Старуха ничего не ответила. Она легла на подушки, закрыла глаза, продолжая держать руку.

– Ты заберешь его… – снова повторила она и, наконец, отпустила онемевшую руку.

Старушка выглядела умиротворенно, словно спала и ей снился прекрасный сон.

«Сумасшедшая дура», Виктория выскочила из палаты и сделав, еще пару-тройку шагов, уже оказалась в ординаторской.

– Быстро ты, – мама выглянула из-за шкафа. – Викусь, прости, пожалуйста, у меня сейчас плановая операция, мне надо бежать. Оставь документы на столе, ладно?

– Ладно. – Девушка вздохнула в ответ.

– Ты не обижаешься? – женщина остановилась в дверях и посмотрела на дочь. – Вика, что с тобой? Ты приболела?

– Нет, нет, все в порядке. Я устала…немного.

– Черт! Самый страшный звук для реаниматолога!

Они обе услышали пронзительную линию звука, режущего уши. Ольга Владимировна выскочила из ординаторской, Виктория за ней.

В той комнате, у умиротворенно спящей старушки остановилось сердце, о чем аппаратура трезвонила на все отделение, призывая врачей вернуть жизнь.

– Дефибрилляторы, адреналин… – кричали врачи, медсестры носились рядом, исполняя все указания.

Виктория, облокотившись у стены, смотрела и переживала за бедную старушку.
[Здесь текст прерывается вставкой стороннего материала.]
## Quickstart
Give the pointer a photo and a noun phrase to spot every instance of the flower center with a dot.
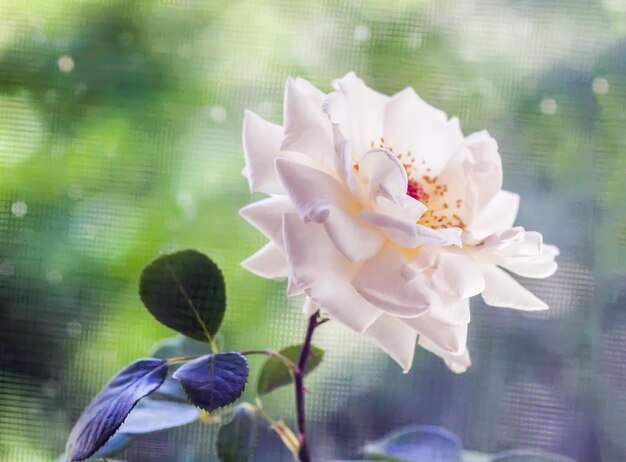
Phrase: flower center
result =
(443, 212)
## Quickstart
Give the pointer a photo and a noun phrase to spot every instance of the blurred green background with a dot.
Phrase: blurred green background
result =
(120, 128)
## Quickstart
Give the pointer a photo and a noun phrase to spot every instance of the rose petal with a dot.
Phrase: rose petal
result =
(458, 275)
(538, 266)
(410, 235)
(344, 164)
(382, 169)
(324, 274)
(268, 262)
(261, 145)
(321, 198)
(387, 283)
(309, 308)
(451, 310)
(395, 338)
(451, 338)
(483, 170)
(267, 216)
(504, 291)
(364, 113)
(413, 126)
(457, 363)
(499, 214)
(357, 242)
(307, 129)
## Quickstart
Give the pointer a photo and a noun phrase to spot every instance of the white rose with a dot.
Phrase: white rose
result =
(387, 217)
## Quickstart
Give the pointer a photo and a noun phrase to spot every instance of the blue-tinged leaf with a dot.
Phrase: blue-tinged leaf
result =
(109, 408)
(236, 439)
(524, 455)
(171, 348)
(214, 381)
(116, 443)
(153, 415)
(416, 444)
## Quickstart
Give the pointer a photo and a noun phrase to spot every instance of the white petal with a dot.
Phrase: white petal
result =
(451, 310)
(451, 338)
(410, 235)
(324, 274)
(458, 275)
(356, 241)
(344, 164)
(499, 214)
(519, 251)
(395, 338)
(412, 125)
(483, 170)
(310, 189)
(504, 291)
(538, 266)
(268, 262)
(261, 145)
(267, 216)
(403, 208)
(387, 283)
(307, 129)
(382, 169)
(458, 363)
(309, 308)
(321, 198)
(365, 111)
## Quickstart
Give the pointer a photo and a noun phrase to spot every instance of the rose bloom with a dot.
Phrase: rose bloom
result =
(386, 217)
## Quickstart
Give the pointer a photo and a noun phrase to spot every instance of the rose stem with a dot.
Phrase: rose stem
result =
(303, 452)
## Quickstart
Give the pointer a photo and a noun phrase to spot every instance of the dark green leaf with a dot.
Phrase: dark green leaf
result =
(276, 374)
(214, 381)
(106, 412)
(417, 443)
(236, 439)
(185, 291)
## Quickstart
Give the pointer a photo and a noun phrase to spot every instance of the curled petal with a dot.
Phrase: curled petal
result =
(504, 291)
(268, 262)
(410, 235)
(363, 112)
(451, 310)
(498, 215)
(267, 216)
(382, 169)
(261, 145)
(483, 170)
(394, 337)
(324, 274)
(355, 241)
(448, 337)
(413, 126)
(307, 129)
(387, 282)
(321, 198)
(458, 275)
(521, 252)
(457, 363)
– Время смерти 18:07…– услышала она приговор, после которого отчетливо начинаешь понимать глубочайший и, наверное, бессердечный смысл слова «все».

Женщину отключили от аппаратов, писали данные, врачи были расстроены.
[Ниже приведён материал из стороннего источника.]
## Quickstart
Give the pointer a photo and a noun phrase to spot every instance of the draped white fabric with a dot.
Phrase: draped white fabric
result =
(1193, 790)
– Свет, звони родным, пусть с патологичкой свяжутся… – мать Виктории давала приказ медсестре.

– Ольга Владимировна, у нее никого нет.

– Вообще? – удивилась врач.

– Вообще. Все как обычно?

– Тогда да. – Ольга Владимировна посмотрела на дочь, – тебя тут не должно быть. Давай, иди домой. Я завтра после обеда буду. Спасибо, что привезла документы.
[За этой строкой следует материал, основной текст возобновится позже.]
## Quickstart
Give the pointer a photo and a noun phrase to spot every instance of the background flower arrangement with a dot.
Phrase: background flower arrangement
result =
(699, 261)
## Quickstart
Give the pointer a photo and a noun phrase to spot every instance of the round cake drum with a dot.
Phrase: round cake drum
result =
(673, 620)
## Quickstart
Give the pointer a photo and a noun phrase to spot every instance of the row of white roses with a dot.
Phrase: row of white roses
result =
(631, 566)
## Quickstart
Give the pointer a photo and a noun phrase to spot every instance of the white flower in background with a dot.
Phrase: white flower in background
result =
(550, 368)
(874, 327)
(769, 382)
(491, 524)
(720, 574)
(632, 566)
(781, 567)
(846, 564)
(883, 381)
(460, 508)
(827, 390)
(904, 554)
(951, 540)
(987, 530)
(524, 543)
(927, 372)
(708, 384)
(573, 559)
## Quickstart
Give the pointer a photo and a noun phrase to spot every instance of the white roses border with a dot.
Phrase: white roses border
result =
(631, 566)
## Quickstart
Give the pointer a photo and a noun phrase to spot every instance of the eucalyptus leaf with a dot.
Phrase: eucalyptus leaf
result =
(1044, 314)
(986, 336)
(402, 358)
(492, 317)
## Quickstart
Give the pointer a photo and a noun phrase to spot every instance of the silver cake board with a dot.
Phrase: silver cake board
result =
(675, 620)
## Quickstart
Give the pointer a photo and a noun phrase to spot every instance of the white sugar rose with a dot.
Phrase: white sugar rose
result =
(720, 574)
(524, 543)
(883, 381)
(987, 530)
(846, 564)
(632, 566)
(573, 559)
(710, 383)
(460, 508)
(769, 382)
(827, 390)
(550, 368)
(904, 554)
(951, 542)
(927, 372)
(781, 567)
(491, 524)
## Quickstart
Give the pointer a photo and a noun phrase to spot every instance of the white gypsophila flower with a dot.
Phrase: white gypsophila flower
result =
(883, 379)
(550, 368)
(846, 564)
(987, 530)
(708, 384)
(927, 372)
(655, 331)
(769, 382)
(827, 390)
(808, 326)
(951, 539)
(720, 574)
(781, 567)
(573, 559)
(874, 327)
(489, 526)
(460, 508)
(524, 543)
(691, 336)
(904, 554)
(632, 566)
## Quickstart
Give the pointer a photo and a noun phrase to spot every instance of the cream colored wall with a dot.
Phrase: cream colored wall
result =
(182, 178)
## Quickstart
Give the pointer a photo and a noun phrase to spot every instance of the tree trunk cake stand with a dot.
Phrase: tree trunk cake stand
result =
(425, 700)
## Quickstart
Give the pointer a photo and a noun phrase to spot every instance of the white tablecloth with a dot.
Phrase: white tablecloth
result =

Девушка вздохнула, развернулась и ушла. Ей было немного обидно, потому что мать всю жизнь делала карьеру врача и продолжала ее делать. Понятное дело, что делала она это успешно и к своим годам зарекомендовала себя врачом от Бога. Жаль лишь одно, когда люди делают карьеру, они не могу одновременно делать семью.

Виктория вернулась домой и завалилась спать…

Ночью она внезапно открыла глаза и совсем непонятно зачем, начала шептать что-то на абсолютно незнакомом языке:

Ebenus, opprobrium, conticinium, lacrimose, venetum, abominamentum, reflabriventi, basiator, zodium, horripilato, perfluus, flammosus, universus, gloria, tabifluus, damnatio, martyrium, infidelitas, securitas, necrosis.

На последнем слове наступила убивающая тишина. Стало настолько тихо, что Виктория слышала, как внутри мчится кровяной поток. Совсем легкий ветер, такой же безмолвной, как и все вокруг. Девушке было так страшно, что дыхание почти остановилось. Не нужно было быть мудрецом, чтобы понять, что что-то не так. Когда все, что двигалось в привычном русле, внезапно застывает в паралитическом ужасе – по меньшей мере, странно.